1) Download the data from GLUE website (https://gluebenchmark.com/tasks) using following commands:
wget https://gist.githubusercontent.com/W4ngatang/60c2bdb54d156a41194446737ce03e2e/raw/17b8dd0d724281ed7c3b2aeeda662b92809aadd5/download_glue_data.py
python download_glue_data.py --data_dir glue_data --tasks all
./examples/roberta/preprocess_GLUE_tasks.sh glue_data <glue_task_name>
glue_task_name
is one of the following:
{ALL, QQP, MNLI, QNLI, MRPC, RTE, STS-B, SST-2, CoLA}
Use ALL
for preprocessing all the glue tasks.
Example fine-tuning cmd for RTE
task
TOTAL_NUM_UPDATES=2036 # 10 epochs through RTE for bsz 16
WARMUP_UPDATES=122 # 6 percent of the number of updates
LR=2e-05 # Peak LR for polynomial LR scheduler.
NUM_CLASSES=2
MAX_SENTENCES=16 # Batch size.
ROBERTA_PATH=/path/to/roberta/model.pt
CUDA_VISIBLE_DEVICES=0 python train.py RTE-bin/ \
--restore-file $ROBERTA_PATH \
--max-positions 512 \
--max-sentences $MAX_SENTENCES \
--max-tokens 4400 \
--task sentence_prediction \
--reset-optimizer --reset-dataloader --reset-meters \
--required-batch-size-multiple 1 \
--init-token 0 --separator-token 2 \
--arch roberta_large \
--criterion sentence_prediction \
--num-classes $NUM_CLASSES \
--dropout 0.1 --attention-dropout 0.1 \
--weight-decay 0.1 --optimizer adam --adam-betas "(0.9, 0.98)" --adam-eps 1e-06 \
--clip-norm 0.0 \
--lr-scheduler polynomial_decay --lr $LR --total-num-update $TOTAL_NUM_UPDATES --warmup-updates $WARMUP_UPDATES \
--fp16 --fp16-init-scale 4 --threshold-loss-scale 1 --fp16-scale-window 128 \
--max-epoch 10 \
--best-checkpoint-metric accuracy --maximize-best-checkpoint-metric;
For each of the GLUE task, you will need to use following cmd-line arguments:
Model | MNLI | QNLI | QQP | RTE | SST-2 | MRPC | CoLA | STS-B |
---|---|---|---|---|---|---|---|---|
--num-classes |
3 | 2 | 2 | 2 | 2 | 2 | 2 | 1 |
--lr |
1e-5 | 1e-5 | 1e-5 | 2e-5 | 1e-5 | 1e-5 | 1e-5 | 2e-5 |
--max-sentences |
32 | 32 | 32 | 16 | 32 | 16 | 16 | 16 |
--total-num-update |
123873 | 33112 | 113272 | 2036 | 20935 | 2296 | 5336 | 3598 |
--warmup-updates |
7432 | 1986 | 28318 | 122 | 1256 | 137 | 320 | 214 |
For STS-B
additionally add --regression-target --best-checkpoint-metric loss
and remove --maximize-best-checkpoint-metric
.
Note:
a) --total-num-updates
is used by --polynomial_decay
scheduler and is calculated for --max-epoch=10
and --max-sentences=16/32
depending on the task.
b) Above cmd-args and hyperparams are tested on one Nvidia V100
GPU with 32gb
of memory for each task.
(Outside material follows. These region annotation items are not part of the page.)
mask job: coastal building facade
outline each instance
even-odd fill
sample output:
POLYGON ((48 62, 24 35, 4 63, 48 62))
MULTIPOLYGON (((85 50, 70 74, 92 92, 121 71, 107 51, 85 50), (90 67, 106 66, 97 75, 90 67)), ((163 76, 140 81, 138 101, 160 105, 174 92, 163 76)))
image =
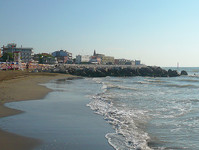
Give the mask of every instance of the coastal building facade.
POLYGON ((17 47, 17 44, 15 43, 9 43, 7 46, 3 46, 3 54, 4 53, 12 53, 14 56, 14 53, 20 53, 21 55, 21 61, 24 63, 28 63, 32 61, 32 50, 33 48, 28 47, 17 47))
POLYGON ((58 63, 71 64, 73 62, 72 53, 66 50, 55 51, 52 53, 52 56, 57 58, 58 63))
POLYGON ((115 63, 115 59, 112 56, 103 56, 101 59, 102 65, 113 65, 115 63))
POLYGON ((89 63, 90 62, 90 59, 91 59, 91 56, 90 55, 77 55, 76 56, 76 62, 77 64, 86 64, 86 63, 89 63))
POLYGON ((141 65, 141 61, 140 60, 135 60, 135 65, 141 65))

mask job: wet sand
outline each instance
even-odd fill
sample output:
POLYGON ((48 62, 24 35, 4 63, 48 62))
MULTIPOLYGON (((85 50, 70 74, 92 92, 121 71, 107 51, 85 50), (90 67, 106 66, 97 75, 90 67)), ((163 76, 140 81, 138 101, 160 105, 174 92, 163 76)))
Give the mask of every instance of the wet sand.
MULTIPOLYGON (((29 73, 25 71, 0 71, 0 117, 21 113, 4 106, 7 102, 41 99, 52 90, 39 85, 53 79, 71 77, 67 74, 29 73)), ((2 150, 29 150, 39 145, 37 139, 19 136, 0 130, 2 150)))

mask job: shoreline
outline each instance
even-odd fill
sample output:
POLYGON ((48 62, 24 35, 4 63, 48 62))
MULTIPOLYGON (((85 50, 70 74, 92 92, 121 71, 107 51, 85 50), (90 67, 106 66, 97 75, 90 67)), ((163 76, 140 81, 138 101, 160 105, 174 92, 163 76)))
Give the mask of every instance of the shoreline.
MULTIPOLYGON (((40 85, 50 80, 74 77, 58 73, 29 73, 26 71, 0 72, 0 118, 16 115, 23 111, 11 109, 4 104, 15 101, 44 98, 52 90, 40 85)), ((0 145, 6 150, 31 150, 41 144, 40 140, 20 136, 0 129, 0 145)))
Depending on the GPU memory resources available to you, you can use increase --update-freq
and reduce --max-sentences
.
c) All the settings in above table are suggested settings based on our hyperparam search within a fixed search space (for careful comparison across models). You might be able to find better metrics with wider hyperparam search.